As we have indicated, the note in question was payable to plaintiff. The pertinent provisions of the purchase offer state that a sum (originally $5,500 and altered to $5,000) “is deposited as earnest money with Price Realty, Escrow Agent.” At the bottom of the instrument receipt of $5,500 in the form of a note as earnest money is acknowledged. In the body of the instrument appears in pertinent part: “should the said purchaser fail to perform this contract, then the above earnest money shall be forfeited by the Purchaser as liquidated damages, and this contract shall be and become null and void; OF SAID ESCROW FUNDS THE BROKER SHALL BE ENTITLED TO THE AGREED COMMISSION OF THE ACCEPTED SALE PRICE WITH THE BALANCE GOING TO THE SELLER.”

The recent case of Peters & Fulk Realtors, Inc. v. Shah (1986), 140 Ill. App. 3d 301, 488 N.E.2d 635, is remarkably similar to the instant one. In that case a realtor held a note as earnest money on the purchase price of certain real estate. The contract provided that the realtor held the note as escrowee and further provided concerning default as follows:

“ ‘If a dispute arises between the Seller and the Purchase as to whether a default has occurred, Realtor shall hold the earnest money and pay it out, less commission, if any as agreed in writing by Seller and Purchaser and in the event that agree*1021ment cannot be reached by Seller and Purchaser within thirty (30) days after written notice to the Realtor that such a dispute has arisen the parties agree that the Realtor may deposit the funds with the Clerk of the Circuit Court.’ ” 140 Ill. App. 3d 301, 303, 488 N.E.2d 635, 636.

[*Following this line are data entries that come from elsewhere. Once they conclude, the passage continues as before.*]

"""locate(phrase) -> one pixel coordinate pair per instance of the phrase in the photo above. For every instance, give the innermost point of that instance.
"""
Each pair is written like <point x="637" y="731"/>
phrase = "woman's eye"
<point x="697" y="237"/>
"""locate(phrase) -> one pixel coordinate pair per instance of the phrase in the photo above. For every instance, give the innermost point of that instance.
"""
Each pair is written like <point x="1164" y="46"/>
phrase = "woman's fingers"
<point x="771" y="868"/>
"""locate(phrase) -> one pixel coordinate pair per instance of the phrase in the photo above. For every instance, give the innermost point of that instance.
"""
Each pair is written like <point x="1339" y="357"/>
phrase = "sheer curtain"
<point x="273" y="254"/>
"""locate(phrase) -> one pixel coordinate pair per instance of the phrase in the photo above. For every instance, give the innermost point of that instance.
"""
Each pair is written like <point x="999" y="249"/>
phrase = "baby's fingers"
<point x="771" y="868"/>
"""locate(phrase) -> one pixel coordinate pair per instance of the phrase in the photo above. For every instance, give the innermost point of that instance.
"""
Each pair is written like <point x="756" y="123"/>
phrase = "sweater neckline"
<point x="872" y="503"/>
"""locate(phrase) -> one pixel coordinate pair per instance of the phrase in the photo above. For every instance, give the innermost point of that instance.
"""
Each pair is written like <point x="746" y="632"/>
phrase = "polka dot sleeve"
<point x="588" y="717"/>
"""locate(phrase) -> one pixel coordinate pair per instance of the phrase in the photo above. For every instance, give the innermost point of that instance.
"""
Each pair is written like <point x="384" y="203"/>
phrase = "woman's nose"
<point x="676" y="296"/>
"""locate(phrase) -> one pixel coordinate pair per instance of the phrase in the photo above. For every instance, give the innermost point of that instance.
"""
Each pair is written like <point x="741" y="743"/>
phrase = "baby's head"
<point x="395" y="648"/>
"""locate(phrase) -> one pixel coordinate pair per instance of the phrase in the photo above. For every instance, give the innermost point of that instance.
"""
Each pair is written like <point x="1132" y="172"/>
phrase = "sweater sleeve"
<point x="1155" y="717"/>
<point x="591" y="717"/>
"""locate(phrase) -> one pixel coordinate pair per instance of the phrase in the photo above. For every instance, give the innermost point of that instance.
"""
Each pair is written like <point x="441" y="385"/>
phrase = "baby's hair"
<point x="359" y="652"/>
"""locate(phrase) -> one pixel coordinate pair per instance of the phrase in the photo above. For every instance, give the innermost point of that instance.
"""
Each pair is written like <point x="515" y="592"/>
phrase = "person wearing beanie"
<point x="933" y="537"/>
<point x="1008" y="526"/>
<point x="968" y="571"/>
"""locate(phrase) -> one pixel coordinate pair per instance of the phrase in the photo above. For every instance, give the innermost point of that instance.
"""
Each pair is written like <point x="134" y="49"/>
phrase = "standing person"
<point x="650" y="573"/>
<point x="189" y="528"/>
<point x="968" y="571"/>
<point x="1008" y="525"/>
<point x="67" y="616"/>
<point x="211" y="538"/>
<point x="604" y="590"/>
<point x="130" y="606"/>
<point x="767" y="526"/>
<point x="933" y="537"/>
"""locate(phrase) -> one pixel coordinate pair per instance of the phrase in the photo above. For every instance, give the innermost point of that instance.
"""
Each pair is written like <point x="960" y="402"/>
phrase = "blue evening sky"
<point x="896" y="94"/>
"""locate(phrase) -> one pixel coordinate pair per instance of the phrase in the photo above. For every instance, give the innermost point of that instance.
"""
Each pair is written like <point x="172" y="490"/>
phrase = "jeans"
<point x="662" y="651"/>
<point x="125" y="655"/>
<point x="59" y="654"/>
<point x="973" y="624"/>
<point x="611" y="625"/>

The seller declared the purchase to be in default and further declared the contract to be null and void. The purchaser maintained that the contract was void and demanded the return of the earnest-money note. Apparently the note was not returned because the realtor brought suit on it against the purchaser. The trial court entered summary judgment for the purchaser, finding that the plaintiff-realtor-escrowee had no standing to sue. The appellate court affirmed, stating:

“As an escrowee, plaintiff was acting as a special agent or trustee for both parties to the escrow, and its powers were limited to the conditions of the escrow deposit. (Estate of Reinhold v. Mansfield (1980), 90 Ill. App. 3d 224, 226, 412 N.E.2d 1146.) Plaintiff’s rights and duties, as set forth in the agreement, do not contain any provision giving it the right to seek enforcement of the note. As stated by the court in Shelton v. Sulek (1955), 5 Ill. App. 2d 186, 189, 125 N.E.2d 313, ‘[tjhere was no requirement that plaintiff as escrowee reduce the note to cash so as to comply with the terms of the contract and he had no right to do so.’ ” (Peters & Fulk Realtors, Inc. v. Shah (1986), 140 Ill. App. 3d 301, 306, 488 N.E.2d 635, 638.)

While that decision of the First District Appellate Court is not binding upon us (People v. Collings (1981), 95 Ill. App. 3d 325, 420 N.E.2d 203), we find its rationale persuasive and elect to follow it in the instant case.

It follows that plaintiff had no standing to bring the instant suit. The trial court held, and after a careful examination of the record we agree, that defendant’s offer was withdrawn prior to its purported acceptance by Franklin and therefore no contract ever came into being. Any possible right of plaintiff in the note would ripen only if defendant had defaulted, but this could occur only if a valid contract were established.

The order of the circuit court of Brown County finding in favor of defendant and ordering the note returned to him was correct and it is affirmed.

Affirmed.

McCULLOUGH, P.J., and MORTHLAND, J., concur.